Tags: elephant, Kruger National Park, Paul Kruger, South Africa, wildlife
For an introduction about my recent trip to South Africa, go here.
My title for this post is “Elephant” (singular), not “Elephants” (plural). But surely I didn’t see just one? I’m only following the example of my friends Arnold and Sonja, Klaas and Carol. “If we go at dusk, we may see leopard,” one of them would say, or “The dam is a good place to see hippo.” I don’t even remember what the grammatical term is, but the word is being used as an abstraction, a concept, an essence. “We will see laziness there” instead of “We will see lazy individuals there.” And, around Kruger, I definitely experienced elephant!
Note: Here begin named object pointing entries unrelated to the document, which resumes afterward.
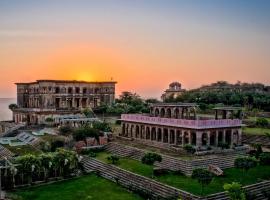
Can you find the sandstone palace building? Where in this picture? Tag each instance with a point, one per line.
(177, 124)
(51, 98)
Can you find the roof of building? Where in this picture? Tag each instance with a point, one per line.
(65, 81)
(228, 108)
(174, 105)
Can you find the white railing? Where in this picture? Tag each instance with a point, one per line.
(209, 123)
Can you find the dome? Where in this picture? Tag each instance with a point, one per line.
(175, 85)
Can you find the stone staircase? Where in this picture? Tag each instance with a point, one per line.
(4, 152)
(255, 191)
(11, 130)
(172, 163)
(151, 188)
(251, 139)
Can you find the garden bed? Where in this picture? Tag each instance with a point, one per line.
(87, 187)
(188, 184)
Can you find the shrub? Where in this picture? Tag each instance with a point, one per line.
(160, 171)
(223, 145)
(258, 149)
(102, 126)
(203, 176)
(245, 163)
(113, 159)
(85, 131)
(265, 158)
(262, 122)
(234, 191)
(189, 148)
(118, 122)
(55, 144)
(65, 130)
(13, 106)
(150, 158)
(49, 119)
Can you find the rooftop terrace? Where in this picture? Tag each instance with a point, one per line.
(185, 123)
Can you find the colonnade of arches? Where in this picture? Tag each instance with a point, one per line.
(174, 112)
(180, 136)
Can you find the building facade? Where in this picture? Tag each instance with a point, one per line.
(174, 90)
(178, 124)
(49, 98)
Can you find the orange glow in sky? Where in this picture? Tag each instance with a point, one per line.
(142, 46)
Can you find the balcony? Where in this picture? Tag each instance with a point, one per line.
(184, 123)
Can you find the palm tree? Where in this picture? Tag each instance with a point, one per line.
(46, 163)
(29, 164)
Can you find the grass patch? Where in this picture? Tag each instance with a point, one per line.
(256, 131)
(188, 184)
(84, 188)
(23, 149)
(129, 164)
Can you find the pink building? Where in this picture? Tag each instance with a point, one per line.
(177, 124)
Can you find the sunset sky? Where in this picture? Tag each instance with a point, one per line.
(143, 45)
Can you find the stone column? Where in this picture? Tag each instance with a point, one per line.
(216, 138)
(175, 136)
(199, 139)
(232, 138)
(239, 136)
(208, 138)
(224, 136)
(183, 137)
(169, 136)
(162, 135)
(189, 137)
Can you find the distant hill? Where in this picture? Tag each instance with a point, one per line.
(237, 87)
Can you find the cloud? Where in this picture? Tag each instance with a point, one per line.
(26, 33)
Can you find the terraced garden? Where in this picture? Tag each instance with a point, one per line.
(84, 188)
(188, 184)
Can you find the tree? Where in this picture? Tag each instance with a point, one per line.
(189, 148)
(28, 164)
(245, 163)
(203, 176)
(12, 106)
(264, 158)
(102, 126)
(86, 131)
(150, 158)
(46, 161)
(88, 112)
(65, 130)
(262, 122)
(113, 159)
(235, 191)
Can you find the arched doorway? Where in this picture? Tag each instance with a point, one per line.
(204, 139)
(156, 112)
(137, 135)
(168, 113)
(193, 138)
(172, 137)
(159, 138)
(176, 113)
(162, 112)
(165, 135)
(212, 138)
(147, 133)
(153, 133)
(178, 137)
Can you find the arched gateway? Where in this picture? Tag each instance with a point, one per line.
(177, 124)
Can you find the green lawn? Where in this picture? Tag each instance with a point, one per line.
(188, 184)
(84, 188)
(22, 150)
(256, 131)
(253, 119)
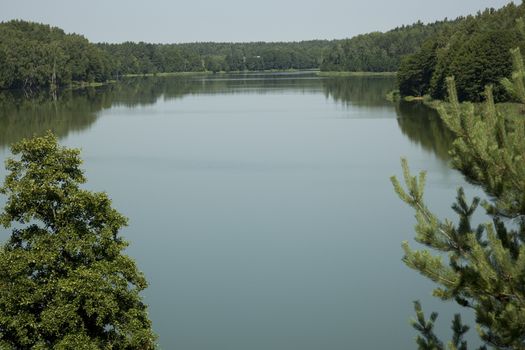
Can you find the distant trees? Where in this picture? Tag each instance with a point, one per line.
(64, 280)
(379, 52)
(480, 267)
(34, 55)
(475, 50)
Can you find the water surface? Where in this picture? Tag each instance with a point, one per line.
(260, 205)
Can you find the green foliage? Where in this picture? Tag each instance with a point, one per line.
(64, 280)
(474, 49)
(482, 267)
(34, 55)
(378, 52)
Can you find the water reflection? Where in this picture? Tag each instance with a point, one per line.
(360, 91)
(423, 126)
(75, 111)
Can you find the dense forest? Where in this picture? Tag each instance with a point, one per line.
(475, 50)
(379, 52)
(140, 58)
(34, 55)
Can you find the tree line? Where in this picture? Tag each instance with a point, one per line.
(379, 52)
(474, 49)
(34, 55)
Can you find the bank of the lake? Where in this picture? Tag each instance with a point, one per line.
(333, 74)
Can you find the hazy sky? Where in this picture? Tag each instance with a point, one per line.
(233, 20)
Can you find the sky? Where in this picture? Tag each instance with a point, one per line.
(175, 21)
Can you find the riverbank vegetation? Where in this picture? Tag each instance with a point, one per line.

I’ve always thought that elephants were one of the most preposterous animals (well, maybe I should save that word for the hippo, and turn it into a hippoposterous). Can you remember back to when you were a child and were first introduced to these remarkable creatures? How wonderful, how delightful, it seemed that such an animal could exist? Really, you say? It splashes itself with water that it lifts up with its nose? It reaches up to the very top of the tree for the freshest, tastiest leaves? It has ivory tusks? It is huge and has feet as big as wastebaskets? (And, unfortunately, the Victorians actually made wastebaskets out of elephant feet.)
For me, visiting Kruger was a truly magical experience of seeing the animals that I had read about, dreamed about, as a child. When I was flying home from Johannesburg, the woman in the seat next to me said she wasn’t very interested in game reserves: “I’ve always felt that I could see them in zoos,” she commented. She was not trying to diminish my experience—she was a thoughtful person with whom I enjoyed a long and interesting conversation—but I knew without a doubt that on this particular subject, she was missing something important.
How could she possibly understand the way I felt when I saw my first elephant? That occurred on the night drive we took, a tour at dusk in one of the park’s big open-sided vehicles, driven by a very knowledgeable and entertaining guide. The light was starting to dim as we drove through the dry, monochromatic savannah. Then someone called out, “Elephant!” And there it was, just a few feet away, a huge gray beast calmly pulling down the leaves from a thorn tree. I could look into its eye. It was looking back at me! And it was in its own home, nearly hidden away, a somewhat drab-colored piece in a huge and complicated jigsaw puzzle, blending in beautifully with the background.
Even the next day, in daylight, the elephants blended in awfully well.
It was fun to see them among the trees, and it was also fun to see them creating a traffic jam.
I enjoyed picking out those remarkable shapes in the distance.
And…very strange to think that it was a certain ugly, irascible man, a certain president of the Transvaal Republic, who had the foresight to set aside a huge area as a game preserve…to actually protect it from his fellow Boers, who loved more than anything else to hunt…to begin what would eventually become, after various stages, the crown jewel of South Africa and one of the most famous parks in the world.